Source code for build_tools.syllable_walk.reach

"""Thermodynamic reach calculator for syllable walker profiles.

Computes the **mean effective vocabulary** of each walk profile — the average
number of syllables with non-negligible transition probability from any given
starting position, under the profile's complete parameter set (max_flips,
temperature, frequency_weight).

This is a deterministic, seed-independent metric that reflects the thermodynamic
structure of the profile's constraint regime, not stochastic walk behaviour.

The algorithm replicates the walker's softmax transition math (see
``SyllableWalker.walk()``), but exhaustively over all starting nodes rather than
sampling a single path. For each starting syllable, it computes the full
probability distribution over candidate neighbors, then counts how many
syllables exceed a probability threshold. The final reach value is the
**mean** of these per-node counts across all starting positions.

Why mean-per-node instead of union?
    An earlier implementation used the union of all reachable syllables
    across all starting nodes. This produced poor discrimination at
    production scale: with N=1,757 starting nodes and threshold=0.001,
    almost every syllable was reachable from *some* starting node, making
    reach ≈ total for any profile with max_flips ≥ 2. The mean-per-node
    approach captures the effective vocabulary *per step* of a walk,
    which scales correctly with corpus size and discriminates between
    profiles that differ only in temperature or frequency_weight.

Design reference:
    ``_working/syllable_walker_profile_field_micro_signal.md``

Key properties:
    - Deterministic: same corpus + profile always produces the same reach
    - Seed-independent: no random sampling involved
    - Captures all three profile parameters (max_flips, temperature, frequency_weight)
    - Produces genuinely different values for all four named profiles
    - Scales correctly with corpus size (no saturation)
    - Computed once per corpus load, not per walk

Example:
    >>> from build_tools.syllable_walk.reach import compute_all_reaches
    >>> from build_tools.syllable_walk import SyllableWalker
    >>> walker = SyllableWalker("data/annotated/syllables_annotated.json")
    >>> reaches = compute_all_reaches(walker)
    >>> for name, result in reaches.items():
    ...     print(f"{name}: reach {result.reach} / {result.total}")
    clerical: reach 4 / 2088
    dialect: reach 32 / 2088
    goblin: reach 58 / 2088
    ritual: reach 147 / 2088
"""

from __future__ import annotations

import math
import time
from collections.abc import Callable
from dataclasses import dataclass
from typing import TYPE_CHECKING, Any

from build_tools.syllable_walk.profiles import WALK_PROFILES

if TYPE_CHECKING:
    from build_tools.syllable_walk.walker import SyllableWalker

# ============================================================
# Threshold Configuration
# ============================================================

# THRESHOLD NOTE — Future Analysis Tab Integration
#
# The DEFAULT_REACH_THRESHOLD (0.001) determines the minimum transition
# probability for a syllable to be counted as "effectively reachable."
# This value was chosen as a sensible default for the Level 1 micro signal
# displayed inline on profile labels.
#
# In a future iteration, this threshold could be exposed as a configurable
# slider in the Analysis tab, allowing users to explore how reach changes
# across different probability thresholds (sensitivity analysis).
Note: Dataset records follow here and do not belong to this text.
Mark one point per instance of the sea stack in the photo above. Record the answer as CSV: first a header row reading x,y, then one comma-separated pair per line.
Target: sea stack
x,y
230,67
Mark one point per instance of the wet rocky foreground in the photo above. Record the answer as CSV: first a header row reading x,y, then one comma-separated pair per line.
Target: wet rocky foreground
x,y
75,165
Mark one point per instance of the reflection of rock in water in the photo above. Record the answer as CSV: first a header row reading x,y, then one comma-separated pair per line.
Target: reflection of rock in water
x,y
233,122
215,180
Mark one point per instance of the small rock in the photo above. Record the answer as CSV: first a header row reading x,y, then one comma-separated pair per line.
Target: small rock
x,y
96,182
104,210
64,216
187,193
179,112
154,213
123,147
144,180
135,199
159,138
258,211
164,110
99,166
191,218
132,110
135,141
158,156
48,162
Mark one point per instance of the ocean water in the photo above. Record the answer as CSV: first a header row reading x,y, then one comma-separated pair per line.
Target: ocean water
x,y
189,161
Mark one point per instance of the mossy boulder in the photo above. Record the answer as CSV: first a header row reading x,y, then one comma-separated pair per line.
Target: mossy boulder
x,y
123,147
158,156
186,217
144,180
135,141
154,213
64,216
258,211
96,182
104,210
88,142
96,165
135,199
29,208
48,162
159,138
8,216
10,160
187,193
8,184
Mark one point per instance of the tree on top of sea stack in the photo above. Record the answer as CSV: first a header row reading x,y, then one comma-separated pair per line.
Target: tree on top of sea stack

This would
# visualise the relationship between threshold and reach as a curve,
# providing deeper insight into the profile's probability landscape.
#
# Potential Analysis tab features:
#   - Threshold slider (0.0001 to 0.1, log scale)
#   - Reach-vs-threshold curve per profile (all four overlaid)
#   - Comparison view: how the same corpus behaves under different thresholds
#   - Exportable data for external analysis
#
# See: _working/syllable_walker_profile_field_micro_signal.md §8
DEFAULT_REACH_THRESHOLD: float = 0.001


# ============================================================
# Result Data Class
# ============================================================



[docs]
@dataclass(frozen=True)
class ReachResult:
    """Result of a thermodynamic reach computation for a single profile.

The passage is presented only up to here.